Not using an ORM requires writing lots of code to do what the ORM would otherwise do. Is that really appropriate today? Should we not take advantage of the available CPU/RAM? I say ORM is the correct choice in many cases. Not always.



ORM doesn’t have to be slow, but I have seen a lot of implementations like the parent comment. For example, doing a foreach over 2000 rows where an UPDATE would be much, much quicker. ORMs help a lot with developing software, but you need to profile and optimise - in some cases bypassing the ORM.


    I say ORM is the correct choice in many cases
I'm still undecided about this. Would be fun to compare some actual approaches. Which is your favorite ORM?


Currently I’m trying to use Dapper if possible. It allows me to write efficient queries manually and just maps the results to objects.

For simple queries though (single-table), Entity Framework is just as fast.

Because I’m mostly working on dashboards and stuff, writing to the database isn’t much of a concern.


What is the code to get the number of cars with expired insurence when using Dapper?


Something along the lines of

    db.Query<Car>("SELECT * FROM Cars WHERE InsuranceEndDate < @Date", new { Date = DateTime.Now });
/edit: Sorry, missed the "number of". Well, you get the idea. It'd use 'QuerySingle' instead.


That does not look very ORMish to me. It might return objects. But isn't one point of an ORM that you tell the ORM which data you want and not what SQL query to send to the DB?
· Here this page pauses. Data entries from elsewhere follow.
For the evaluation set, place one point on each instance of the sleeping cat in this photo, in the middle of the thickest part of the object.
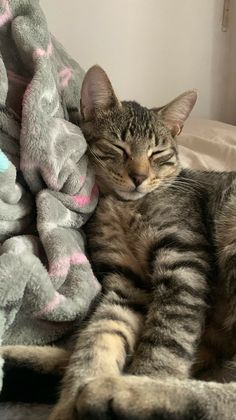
(162, 242)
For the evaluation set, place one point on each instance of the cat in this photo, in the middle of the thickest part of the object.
(162, 243)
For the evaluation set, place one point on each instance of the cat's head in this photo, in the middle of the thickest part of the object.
(133, 148)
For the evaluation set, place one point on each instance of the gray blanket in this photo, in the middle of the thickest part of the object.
(47, 189)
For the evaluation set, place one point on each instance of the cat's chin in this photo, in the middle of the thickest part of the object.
(128, 195)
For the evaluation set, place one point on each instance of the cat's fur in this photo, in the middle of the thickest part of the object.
(162, 242)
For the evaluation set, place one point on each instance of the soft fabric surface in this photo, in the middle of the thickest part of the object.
(208, 145)
(47, 189)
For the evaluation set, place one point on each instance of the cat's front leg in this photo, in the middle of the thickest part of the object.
(144, 398)
(179, 269)
(103, 345)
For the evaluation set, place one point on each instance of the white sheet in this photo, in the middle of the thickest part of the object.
(208, 144)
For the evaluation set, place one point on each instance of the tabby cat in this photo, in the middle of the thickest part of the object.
(163, 244)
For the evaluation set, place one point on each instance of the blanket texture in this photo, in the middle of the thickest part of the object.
(47, 189)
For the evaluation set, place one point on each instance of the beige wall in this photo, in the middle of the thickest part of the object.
(153, 49)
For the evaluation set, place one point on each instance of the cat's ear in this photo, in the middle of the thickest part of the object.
(96, 93)
(177, 111)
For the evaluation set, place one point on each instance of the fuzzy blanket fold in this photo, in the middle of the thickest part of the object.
(47, 189)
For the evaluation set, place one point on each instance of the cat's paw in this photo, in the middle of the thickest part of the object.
(64, 410)
(139, 398)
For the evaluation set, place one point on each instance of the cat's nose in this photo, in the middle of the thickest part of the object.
(138, 179)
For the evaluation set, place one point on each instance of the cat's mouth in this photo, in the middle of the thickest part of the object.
(130, 194)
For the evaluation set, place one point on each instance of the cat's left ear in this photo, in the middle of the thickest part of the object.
(96, 93)
(177, 111)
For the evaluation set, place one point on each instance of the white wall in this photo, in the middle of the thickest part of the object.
(153, 49)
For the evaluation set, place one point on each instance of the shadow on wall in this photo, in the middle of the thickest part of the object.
(223, 65)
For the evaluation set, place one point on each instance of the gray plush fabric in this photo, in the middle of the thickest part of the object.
(47, 189)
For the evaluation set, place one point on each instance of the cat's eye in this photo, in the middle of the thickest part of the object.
(161, 156)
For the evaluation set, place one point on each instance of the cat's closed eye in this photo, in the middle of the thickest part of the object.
(161, 156)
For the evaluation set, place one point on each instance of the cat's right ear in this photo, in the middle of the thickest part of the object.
(96, 93)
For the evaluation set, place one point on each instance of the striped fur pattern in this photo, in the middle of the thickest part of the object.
(162, 243)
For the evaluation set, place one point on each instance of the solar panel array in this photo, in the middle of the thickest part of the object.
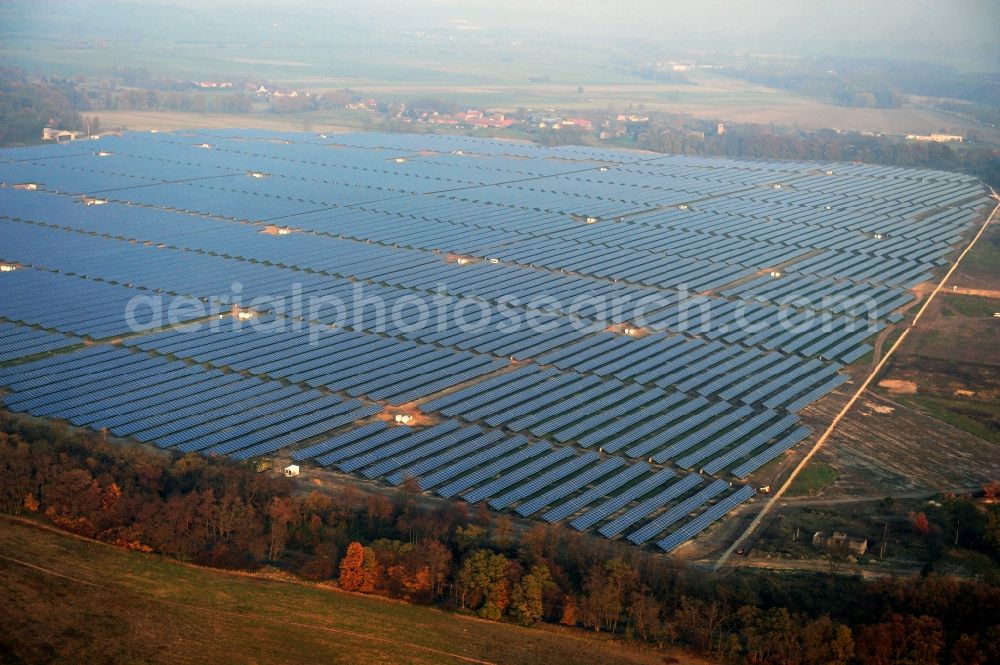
(583, 335)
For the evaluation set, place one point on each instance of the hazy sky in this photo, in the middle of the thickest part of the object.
(931, 29)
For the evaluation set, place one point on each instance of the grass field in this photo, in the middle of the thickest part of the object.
(813, 479)
(71, 600)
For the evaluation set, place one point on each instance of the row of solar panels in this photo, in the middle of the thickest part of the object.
(19, 341)
(619, 417)
(482, 465)
(175, 404)
(205, 276)
(354, 363)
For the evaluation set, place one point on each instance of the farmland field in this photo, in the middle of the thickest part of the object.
(101, 601)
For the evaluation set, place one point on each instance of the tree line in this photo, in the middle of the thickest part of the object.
(219, 513)
(661, 134)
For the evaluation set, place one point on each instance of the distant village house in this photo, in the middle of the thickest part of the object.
(840, 541)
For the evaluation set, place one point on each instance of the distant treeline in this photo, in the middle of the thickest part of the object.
(219, 513)
(28, 105)
(765, 142)
(871, 83)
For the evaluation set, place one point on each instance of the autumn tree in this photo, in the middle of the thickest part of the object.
(483, 583)
(912, 640)
(920, 524)
(527, 597)
(358, 569)
(826, 642)
(569, 612)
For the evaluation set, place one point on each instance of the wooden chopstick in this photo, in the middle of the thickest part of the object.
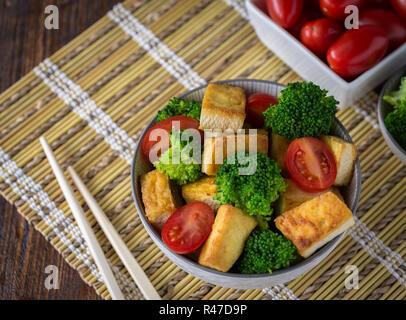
(83, 224)
(118, 244)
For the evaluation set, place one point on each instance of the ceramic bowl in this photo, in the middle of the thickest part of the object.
(234, 280)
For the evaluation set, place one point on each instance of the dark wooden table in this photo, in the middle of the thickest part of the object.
(24, 43)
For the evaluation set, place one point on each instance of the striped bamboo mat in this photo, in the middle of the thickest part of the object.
(93, 97)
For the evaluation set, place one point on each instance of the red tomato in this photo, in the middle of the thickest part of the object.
(311, 164)
(257, 103)
(162, 144)
(285, 12)
(318, 35)
(297, 27)
(188, 227)
(357, 50)
(400, 7)
(335, 9)
(387, 20)
(378, 4)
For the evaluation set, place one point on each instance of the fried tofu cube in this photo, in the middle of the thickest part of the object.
(157, 197)
(315, 222)
(294, 196)
(345, 154)
(279, 148)
(230, 231)
(216, 149)
(203, 190)
(223, 107)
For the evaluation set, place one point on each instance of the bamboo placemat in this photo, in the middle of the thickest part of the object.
(93, 97)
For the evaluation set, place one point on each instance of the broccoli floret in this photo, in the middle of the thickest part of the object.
(397, 98)
(179, 162)
(254, 193)
(266, 251)
(303, 110)
(177, 107)
(395, 122)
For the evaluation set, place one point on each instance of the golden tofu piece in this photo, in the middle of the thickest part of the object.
(223, 107)
(279, 148)
(315, 222)
(294, 196)
(203, 190)
(216, 149)
(157, 197)
(345, 154)
(226, 241)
Also Dapper fan. I like mapping into objects without code generation and complicated queries are easier to write compared to LINQ if familiar with actual SQL. Only thing I really don't like is bulk inserts as it will do one statement per object. You can still use both Dapper and LINQ at same time but it might confuse others.


> Which is your favorite ORM?

jOOQ. Not really an ORM, but handles the tedium of mapping results to an object while letting me write type checked SQL. IMO, it is the best solution for dealing with an RDBMS. I wish every language had a jOOQ equivalent.